Pour comprendre la puissance de X 28, rappelons que les éruptions solaires sont divisées en cinq classes de puissance (A, B, C, M et X) ; la classe X est la plus puissante. Entre chaque classe, chaque classe étant subdivisée en neuf sous-catégories de 1 à 9, il y a un saut énergétique de dix fois. La classe X est la seule à ne pas avoir de valeur maximale définie. Cependant, même les éruptions les plus violentes ne représentent qu’une fraction des superflare décrits par les scientifiques. Même le célèbre événement de Carrington de 1859, une tempête géomagnétique G5 provoquée par un éclat (estimé) X 45, représente un centième des éruptions solaires terrifiantes mentionnées dans l’étude. Cela mène à une conclusion inquiétante : puisque les chercheurs ont calculé que des événements similaires se produisent en moyenne une fois tous les cent ans sur des étoiles semblables à la nôtre, le Soleil est manifestement en retard. Cela indique que nous pouvons nous attendre à un de ces méga éclats à tout moment (et nous sommes actuellement au maximum d’activité solaire, période correspondant aux plus grandes probabilités de tels événements).

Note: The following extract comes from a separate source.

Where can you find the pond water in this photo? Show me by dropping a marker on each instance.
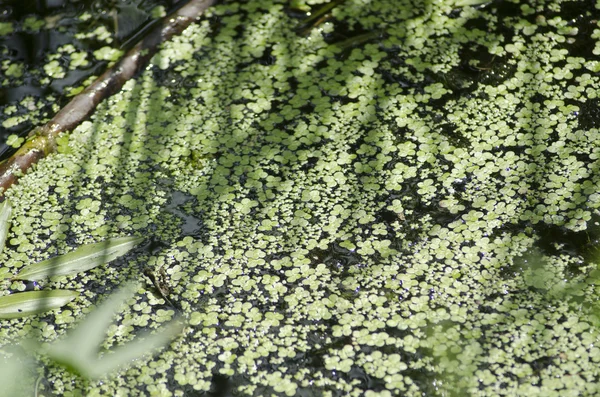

Les effets d’un superflare accompagné d’une expulsion de masse coronale (CME) — ce qui n’est pas toujours le cas — seraient catastrophiques, considérant que l’événement de Carrington avait mis le feu aux télégraphes et plusieurs opérateurs avaient ressenti des décharges. Même les batteries se mettaient à fonctionner sans être branchées. “Le réseau télégraphique s’est effondré dans une grande partie de l’Europe du Nord et en Amérique du Nord”, ont expliqué les auteurs de l’étude dans un communiqué. Des superflare beaucoup plus énergétiques, dans un monde hyperconnecté, pourraient littéralement griller les systèmes électriques et détruire les satellites par le biais des courants parasites, nous renvoyant à un âge médiéval sur le plan technologique. Les conséquences sociales et économiques seraient apocalyptiques.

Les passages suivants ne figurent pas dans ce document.